Manchester City wygrał z Nottingham Forest 2:0, ale po zakończeniu spotkania Pep Guardiola był wściekły. Miał duże pretensje do jednego ze swoich piłkarzy.
Mistrzowie Anglii niemal całą drugą połowę musieli radzić sobie w osłabieniu. Powodem była czerwona kartka, którą otrzymał Rodri.
Guardiola nie krył swoich pretensji do reprezentanta Hiszpanii. Po meczu wypowiedział je publicznie.
- Jestem na niego zły. Nie lubię grać w "dziesiątkę" z powodu naszych błędów. Mówiłem w przerwie: "Chłopaki, bądźcie ostrożni. Mamy komfortową sytuację, opanujcie emocje". Niestety Rodri tego nie zrobił. Mam nadzieję, że czegoś go to nauczy - komentował Guardiola.

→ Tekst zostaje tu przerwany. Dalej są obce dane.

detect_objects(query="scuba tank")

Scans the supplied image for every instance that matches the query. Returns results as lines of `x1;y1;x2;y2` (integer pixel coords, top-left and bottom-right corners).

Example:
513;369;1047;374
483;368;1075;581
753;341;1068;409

- Gra była idealna przez 35 minut, a później nastąpił mały chaos. Rodri powinien był lepiej kontrolować swoje emocje. Już przeprosił drużynę - dodał hiszpański szkoleniowiec.

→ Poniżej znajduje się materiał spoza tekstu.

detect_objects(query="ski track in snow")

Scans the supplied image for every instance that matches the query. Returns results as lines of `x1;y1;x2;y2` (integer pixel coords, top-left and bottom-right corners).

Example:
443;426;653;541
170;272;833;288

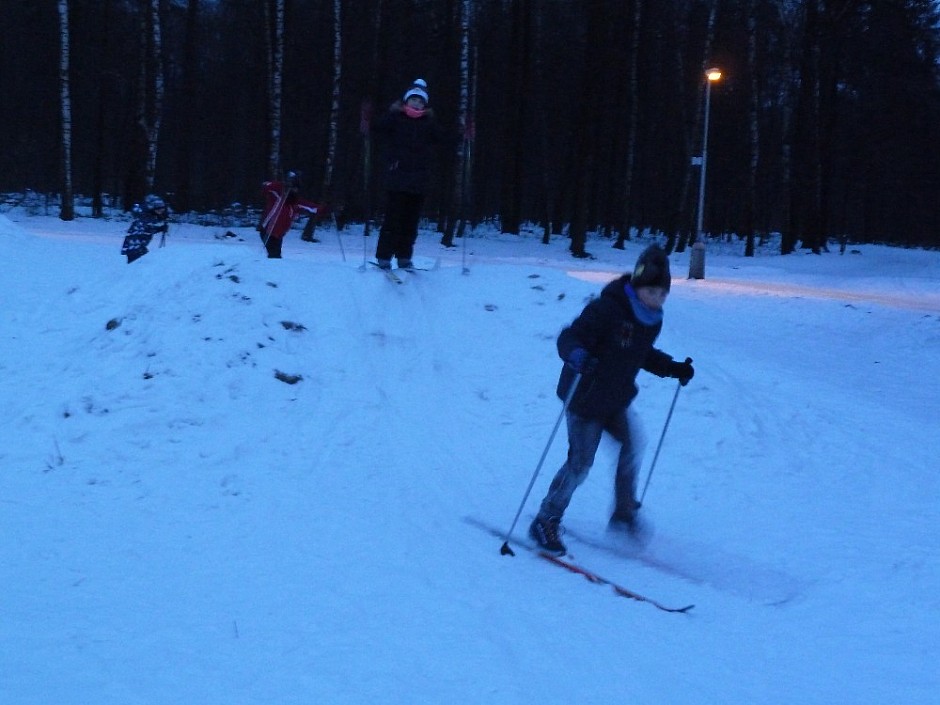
0;213;940;705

- Rodri to niesamowity zawodnik. Sztuka polega na tym, by kontrolować emocje. Ja tego nie robię, ale nie gram - podsumował Guardiola.
Czerwona kartka dla Rodriego jest o tyle dotkliwa, że eliminuje Hiszpana z trzech ligowych meczów. Jednym z nich będzie spotkanie z Arsenalem.